Bring the history home with Menlo School: Celebrating 100 Years, 1915-2015.
By Charles P. Hanson
Menlo School History teacher and author of Necessary Virtue: The Pragmatic Origins of Religious Liberty in New England
This lively history is full of alumni stories, memories of beloved faculty, photographs of people and places throughout the years, and an engaging narrative of Menlo’s 100 years, including such nuggets as the excerpts below.
Senior roommates Bill McPhaul and Bernie Pick ’66 sneaked out of the dorm the night before their graduation. Ever alert to such shenanigans, Fred “Derf” Halverson went into their room and removed both mattresses. After they sneaked back in at 3:00 am, Bill lay down on the exposed springs, and Bernie curled up on the floor for a few uncomfortable hours.
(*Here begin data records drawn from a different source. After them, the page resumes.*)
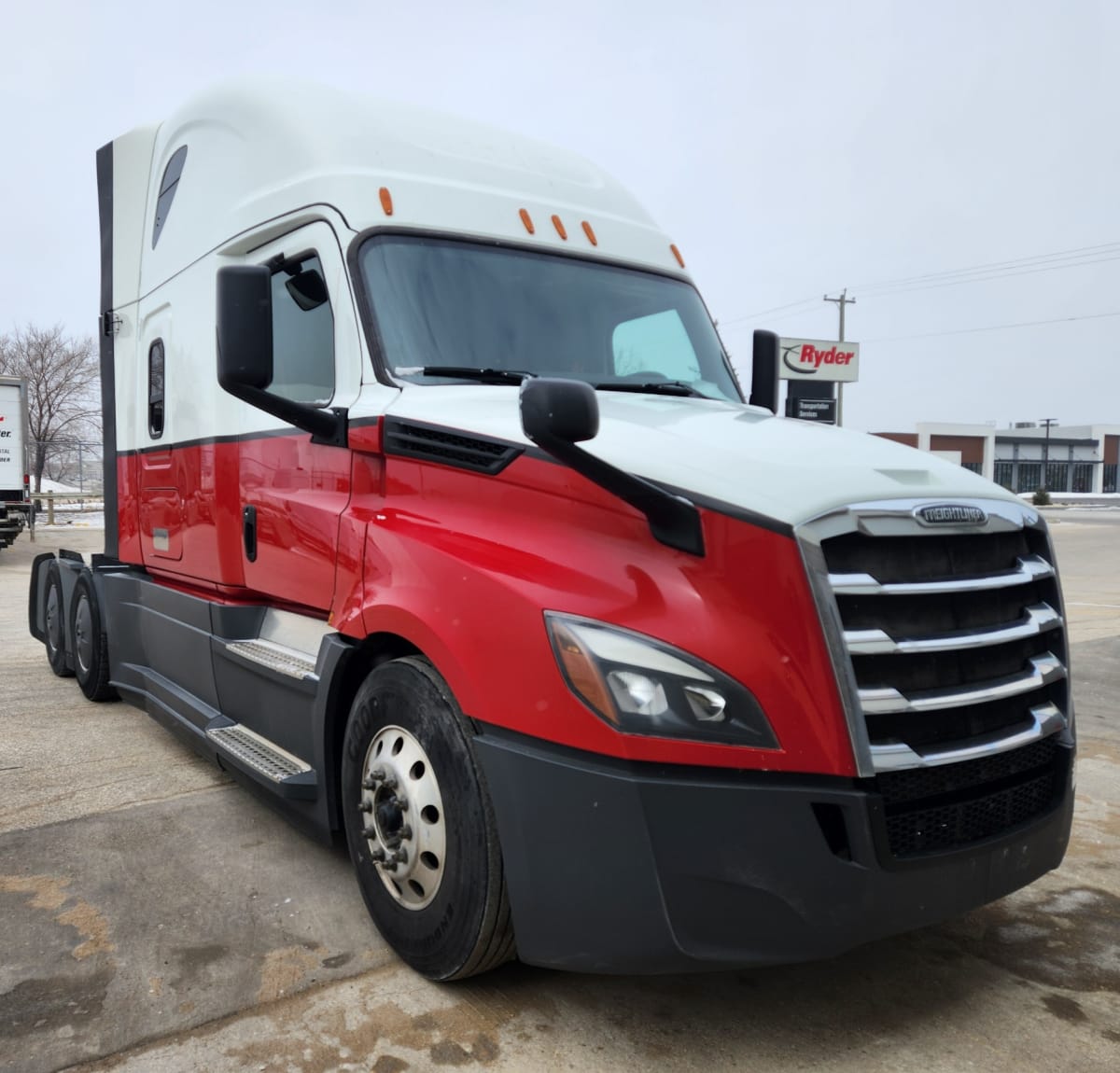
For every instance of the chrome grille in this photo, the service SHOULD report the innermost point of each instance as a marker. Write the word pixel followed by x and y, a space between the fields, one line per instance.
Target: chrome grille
pixel 950 651
pixel 950 638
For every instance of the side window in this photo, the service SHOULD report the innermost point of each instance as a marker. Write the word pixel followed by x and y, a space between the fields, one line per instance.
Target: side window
pixel 655 344
pixel 302 333
pixel 167 188
pixel 156 389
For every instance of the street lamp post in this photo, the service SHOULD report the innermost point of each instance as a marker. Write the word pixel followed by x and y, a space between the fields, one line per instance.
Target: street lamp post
pixel 1047 423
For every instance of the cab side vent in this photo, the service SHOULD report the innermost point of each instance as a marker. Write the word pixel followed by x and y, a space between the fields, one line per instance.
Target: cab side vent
pixel 432 442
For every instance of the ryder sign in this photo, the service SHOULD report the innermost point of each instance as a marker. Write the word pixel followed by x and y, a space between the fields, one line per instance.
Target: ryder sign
pixel 818 359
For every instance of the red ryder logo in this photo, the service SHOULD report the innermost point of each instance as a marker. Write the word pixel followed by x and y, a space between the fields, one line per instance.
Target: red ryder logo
pixel 819 357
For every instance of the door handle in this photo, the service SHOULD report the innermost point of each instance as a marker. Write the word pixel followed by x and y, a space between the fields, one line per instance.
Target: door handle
pixel 249 531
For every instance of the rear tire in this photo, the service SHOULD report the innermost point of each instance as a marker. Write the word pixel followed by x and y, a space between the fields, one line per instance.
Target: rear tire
pixel 420 826
pixel 91 647
pixel 54 621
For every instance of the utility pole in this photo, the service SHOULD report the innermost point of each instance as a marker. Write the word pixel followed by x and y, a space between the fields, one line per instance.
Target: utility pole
pixel 1046 423
pixel 841 301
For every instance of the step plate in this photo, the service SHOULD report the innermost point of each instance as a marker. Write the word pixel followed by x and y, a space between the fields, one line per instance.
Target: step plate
pixel 277 657
pixel 258 753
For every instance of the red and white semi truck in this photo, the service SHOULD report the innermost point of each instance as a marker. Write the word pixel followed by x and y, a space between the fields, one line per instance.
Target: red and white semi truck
pixel 436 514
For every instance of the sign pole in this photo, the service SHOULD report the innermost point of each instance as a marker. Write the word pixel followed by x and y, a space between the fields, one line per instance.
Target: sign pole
pixel 841 301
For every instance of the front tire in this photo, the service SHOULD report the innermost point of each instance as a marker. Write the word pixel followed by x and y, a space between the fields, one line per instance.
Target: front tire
pixel 420 827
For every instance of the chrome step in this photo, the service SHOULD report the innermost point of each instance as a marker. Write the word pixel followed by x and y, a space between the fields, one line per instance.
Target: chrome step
pixel 1046 719
pixel 886 699
pixel 277 657
pixel 260 754
pixel 1031 568
pixel 1039 619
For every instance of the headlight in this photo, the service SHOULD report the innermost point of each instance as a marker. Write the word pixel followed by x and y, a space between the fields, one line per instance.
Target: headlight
pixel 642 686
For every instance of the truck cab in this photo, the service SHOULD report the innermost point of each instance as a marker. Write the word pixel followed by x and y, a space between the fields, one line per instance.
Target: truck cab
pixel 437 514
Neither was sure what had become of their mattresses, but they found out at breakfast when Derf puffed on his cigar and inquired, “How’d you sleep, boys?”
Alluding to the drastic political changes sweeping across Eastern Europe as the Cold War hurtled to an unexpected close, Menlo President Rick Berthold memorably described the combined [School and College] institution as “an unnatural union, like Czechoslovakia.” It took a few years to achieve the so-called Velvet Divorce between the Czech Republic and Slovakia in 1993, and the process at Menlo proved even slower. The complex task of steering the School toward a new state of independence fell to Norm Colb.